After the messages, the monk started chanting again and they passed around little pots of incense. From the right side of the container, you take a pinch of incense between your fingers, raise it towards your forehead, and then lower it into the little raised bit on the left side of the pot. I believe you repeat this three times. Then you clasp your hands.

I'm not sure when a Japanese funeral ends. The last time I went to what I now believe to be a prayer ceremony/wake, people just left when they felt like. This time, the son was speaking, when people just started to dissipate. When the lady I was with got up to leave, so did I.

At the end of the funeral, you receive a gift for attending. It's usually something household-y like coffee.

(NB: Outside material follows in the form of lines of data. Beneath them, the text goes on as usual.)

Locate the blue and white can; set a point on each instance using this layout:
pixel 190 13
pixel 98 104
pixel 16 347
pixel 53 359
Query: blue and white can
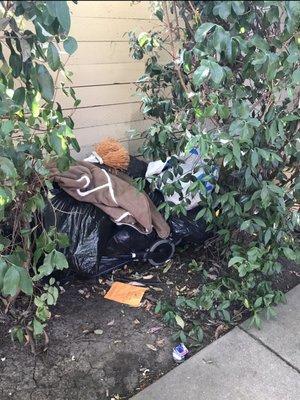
pixel 179 353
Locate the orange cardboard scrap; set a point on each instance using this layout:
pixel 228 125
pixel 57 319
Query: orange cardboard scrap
pixel 125 293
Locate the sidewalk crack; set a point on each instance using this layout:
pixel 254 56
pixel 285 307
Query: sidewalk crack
pixel 270 349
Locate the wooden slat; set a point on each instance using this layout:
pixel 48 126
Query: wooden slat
pixel 105 74
pixel 103 53
pixel 100 95
pixel 105 115
pixel 100 30
pixel 111 9
pixel 121 131
pixel 100 53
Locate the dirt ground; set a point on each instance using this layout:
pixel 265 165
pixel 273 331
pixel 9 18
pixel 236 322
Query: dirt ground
pixel 134 349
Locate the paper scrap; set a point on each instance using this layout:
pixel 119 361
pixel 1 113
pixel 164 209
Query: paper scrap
pixel 126 294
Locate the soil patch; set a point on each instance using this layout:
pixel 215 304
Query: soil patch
pixel 133 346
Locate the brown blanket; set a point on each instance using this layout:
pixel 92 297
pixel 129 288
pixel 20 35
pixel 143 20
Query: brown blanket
pixel 122 202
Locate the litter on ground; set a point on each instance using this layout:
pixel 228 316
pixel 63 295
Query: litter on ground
pixel 126 294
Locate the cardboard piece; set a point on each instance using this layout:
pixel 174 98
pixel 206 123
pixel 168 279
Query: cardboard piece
pixel 126 294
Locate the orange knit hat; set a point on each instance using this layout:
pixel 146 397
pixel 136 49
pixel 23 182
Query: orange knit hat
pixel 113 154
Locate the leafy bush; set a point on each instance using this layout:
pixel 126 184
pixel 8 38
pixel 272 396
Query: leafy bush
pixel 230 88
pixel 33 130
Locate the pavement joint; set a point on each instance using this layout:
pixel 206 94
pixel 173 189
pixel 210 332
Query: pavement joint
pixel 269 348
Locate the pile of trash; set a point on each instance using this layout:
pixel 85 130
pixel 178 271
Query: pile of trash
pixel 108 222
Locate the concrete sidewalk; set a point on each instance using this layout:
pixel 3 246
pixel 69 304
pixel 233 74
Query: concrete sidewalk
pixel 242 365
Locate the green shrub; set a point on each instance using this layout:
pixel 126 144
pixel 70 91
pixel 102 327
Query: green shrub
pixel 231 89
pixel 33 130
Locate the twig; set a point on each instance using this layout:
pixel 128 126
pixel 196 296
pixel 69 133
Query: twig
pixel 177 67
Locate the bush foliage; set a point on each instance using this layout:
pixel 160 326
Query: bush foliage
pixel 34 35
pixel 229 86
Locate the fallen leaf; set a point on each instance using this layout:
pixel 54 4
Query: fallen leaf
pixel 160 342
pixel 154 329
pixel 157 289
pixel 147 276
pixel 212 276
pixel 151 347
pixel 169 282
pixel 220 329
pixel 179 321
pixel 145 371
pixel 98 331
pixel 168 266
pixel 147 305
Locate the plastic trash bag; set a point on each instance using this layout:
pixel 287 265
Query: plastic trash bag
pixel 88 229
pixel 185 229
pixel 126 239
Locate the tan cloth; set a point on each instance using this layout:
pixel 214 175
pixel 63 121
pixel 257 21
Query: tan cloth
pixel 122 202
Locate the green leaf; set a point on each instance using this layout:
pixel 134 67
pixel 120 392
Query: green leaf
pixel 259 222
pixel 70 45
pixel 200 75
pixel 45 82
pixel 11 281
pixel 200 214
pixel 289 253
pixel 15 63
pixel 57 142
pixel 254 158
pixel 3 270
pixel 245 225
pixel 159 14
pixel 296 77
pixel 223 9
pixel 179 321
pixel 53 57
pixel 216 71
pixel 7 167
pixel 25 281
pixel 203 30
pixel 7 127
pixel 237 153
pixel 235 260
pixel 238 7
pixel 258 302
pixel 38 328
pixel 26 49
pixel 19 96
pixel 267 236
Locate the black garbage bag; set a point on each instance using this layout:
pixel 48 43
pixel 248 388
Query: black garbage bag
pixel 88 229
pixel 186 229
pixel 126 240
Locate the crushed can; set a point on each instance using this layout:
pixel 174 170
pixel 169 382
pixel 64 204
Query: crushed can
pixel 179 353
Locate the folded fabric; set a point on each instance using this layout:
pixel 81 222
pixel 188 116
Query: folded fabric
pixel 122 202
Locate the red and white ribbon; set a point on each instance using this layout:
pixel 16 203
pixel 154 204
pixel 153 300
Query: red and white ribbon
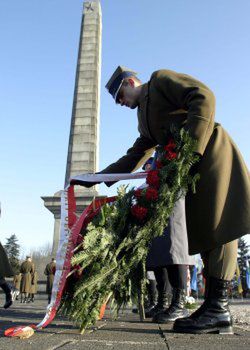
pixel 70 228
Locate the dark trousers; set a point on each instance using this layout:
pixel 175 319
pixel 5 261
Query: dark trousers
pixel 174 276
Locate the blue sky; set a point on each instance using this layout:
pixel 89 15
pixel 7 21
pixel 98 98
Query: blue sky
pixel 39 41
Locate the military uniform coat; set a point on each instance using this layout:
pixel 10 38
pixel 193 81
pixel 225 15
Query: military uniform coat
pixel 172 247
pixel 50 273
pixel 219 211
pixel 5 267
pixel 26 269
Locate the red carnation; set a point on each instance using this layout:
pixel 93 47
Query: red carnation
pixel 151 194
pixel 170 145
pixel 158 164
pixel 139 212
pixel 153 178
pixel 171 155
pixel 77 271
pixel 137 193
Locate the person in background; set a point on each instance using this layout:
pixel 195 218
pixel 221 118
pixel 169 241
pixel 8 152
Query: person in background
pixel 50 271
pixel 17 284
pixel 168 257
pixel 26 269
pixel 33 288
pixel 5 271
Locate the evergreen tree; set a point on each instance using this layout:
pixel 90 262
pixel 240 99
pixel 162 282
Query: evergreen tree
pixel 243 256
pixel 13 251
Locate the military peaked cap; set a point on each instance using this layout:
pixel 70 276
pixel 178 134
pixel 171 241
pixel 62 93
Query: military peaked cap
pixel 115 82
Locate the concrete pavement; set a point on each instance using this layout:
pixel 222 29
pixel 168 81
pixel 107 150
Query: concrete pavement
pixel 125 333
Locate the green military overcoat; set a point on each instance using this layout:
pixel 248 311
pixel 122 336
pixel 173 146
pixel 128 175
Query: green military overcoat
pixel 219 211
pixel 26 269
pixel 34 280
pixel 49 271
pixel 5 267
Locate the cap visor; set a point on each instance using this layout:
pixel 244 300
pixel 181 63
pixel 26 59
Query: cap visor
pixel 117 92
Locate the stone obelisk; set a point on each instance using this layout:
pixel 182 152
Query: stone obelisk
pixel 83 149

Also in the funeral gift is a packet of salt. You dust this salt over yourself and in front of the doorway in case you've brought any spirits from the temple with you.

Tuesday, March 13, 2012

A year on

Sunday marked a year since the earthquake-tsunami-meltdown. It's been a tough year, emotionally and physically, living in the disaster area, but not.

On Sunday there were ceremonies and moments of silence. At 2.46 pm (the time of the quake), fire trucks sounded their sirens followed by a "mokutou" - where everyone bowed their heads and payed their respects. There were also lighting and candle ceremonies in the prefectural capitals, and prayer services throughout the region.

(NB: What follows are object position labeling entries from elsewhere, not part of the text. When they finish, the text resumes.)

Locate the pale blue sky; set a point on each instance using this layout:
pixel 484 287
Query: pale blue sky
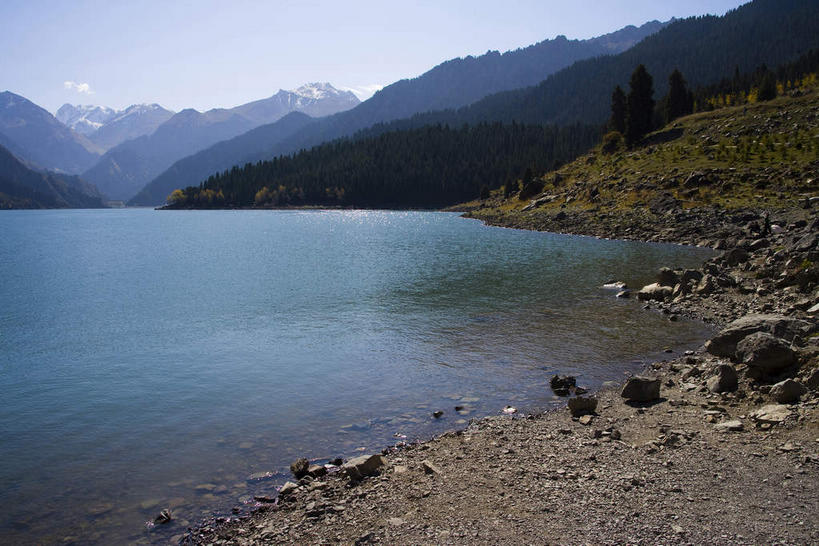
pixel 206 54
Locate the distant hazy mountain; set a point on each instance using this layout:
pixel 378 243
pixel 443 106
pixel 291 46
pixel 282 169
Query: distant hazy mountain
pixel 106 127
pixel 128 167
pixel 449 85
pixel 314 99
pixel 461 81
pixel 38 138
pixel 22 187
pixel 761 32
pixel 221 156
pixel 705 49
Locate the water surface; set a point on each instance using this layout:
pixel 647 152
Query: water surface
pixel 152 359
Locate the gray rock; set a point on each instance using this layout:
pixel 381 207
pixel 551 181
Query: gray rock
pixel 581 406
pixel 365 465
pixel 690 275
pixel 288 488
pixel 724 344
pixel 788 391
pixel 641 389
pixel 562 384
pixel 707 285
pixel 654 292
pixel 667 277
pixel 764 354
pixel 736 256
pixel 725 379
pixel 806 243
pixel 430 468
pixel 772 413
pixel 733 426
pixel 299 467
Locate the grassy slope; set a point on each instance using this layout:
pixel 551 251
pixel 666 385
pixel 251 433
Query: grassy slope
pixel 762 155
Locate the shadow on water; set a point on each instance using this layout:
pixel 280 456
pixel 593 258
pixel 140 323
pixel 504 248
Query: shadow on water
pixel 182 360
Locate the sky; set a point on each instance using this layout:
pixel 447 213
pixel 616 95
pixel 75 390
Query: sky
pixel 207 54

Ad for a lighting ceremony in my prefectural capital, Morioka, Iwate.


I haven't been out to the coast since the 3 days I spent there last March. So my impressions of the coast come from friends and TV.

It seems much of the road network is back up. Some of the train tracks have been fixed, but I'm not sure how much. The airport in Sendai is running. People are rebuilding. There is still a long way to go. A long, long way, but everybody is dealing with it.

We're still on setsuden - electricity conservation measures. Noone seems to know if or when power plants will generate enough energy to support East Japan again. But we seem to be getting by on what we have. Everyone is conscientious about energy use.


I can't explain the emotion I feel in regard to the disaster. I lived through it, like people all over Tohoku. I live way too many miles in land to have been in danger of tsunami, but I went through the thousands of earthquakes with everybody else. My colleague and I started joking that anything under 6.0 wasn't even worth the time. It sounds offhand and callous, but when you experience 100 earthquakes in a day, you have to deal some way.

It's hard for me to deal with the coast. My TV broke and I didn't get a new one. That's partially because I don't want to pay NHK's ridiculous licensing fee. But it's also because there's tsunami are coverage every day, and I can't take it. I guess it's different when you've been there. You've seen my tsunami area pics. Imagine travelling to somewhere - somewhere you've been before, where there used to be houses and buildings and schools - and there's nothing. There's not even debris, no grass, just dirt, as far as your eye can see. I still can't get down to Ritz (Rikuzentakata) where my colleague, Monty Dickson, was claimed by the tsunami. I just can't face the place.

It's still hard to deal with how unaffected I was. I'm an hour inland. One drink fell over in the drink machine and an antenna fell off at work. We ran out of New Zealand Cheese and toilet paper. (My town is a farming town, so we were good for food.) We ran out of gas. The power went off. The trains didn't run for a week. The shinkansen (bullet train) didn't run for over a month, and then when it did run, it ran an hour slower. Due east of me another colleague spent her post-tsunami days cutting up cloth to cover dead bodies. I got off easy.


I am still glad I was here. I am still glad I AM here. Living through the past year has taught me so much about the human condition. About who I become in a bad situation. About how far I can go before I can't take any more. I know how I can be helpful, and how it all feels. And I understand that when the world crumbles, all you can do is to keep moving as best you can. Never forget, no, always carry those memories with you. They make you stronger and better. But always keep moving.

Thank you, Tohoku. I will keep moving. ありがとう日本。続きます。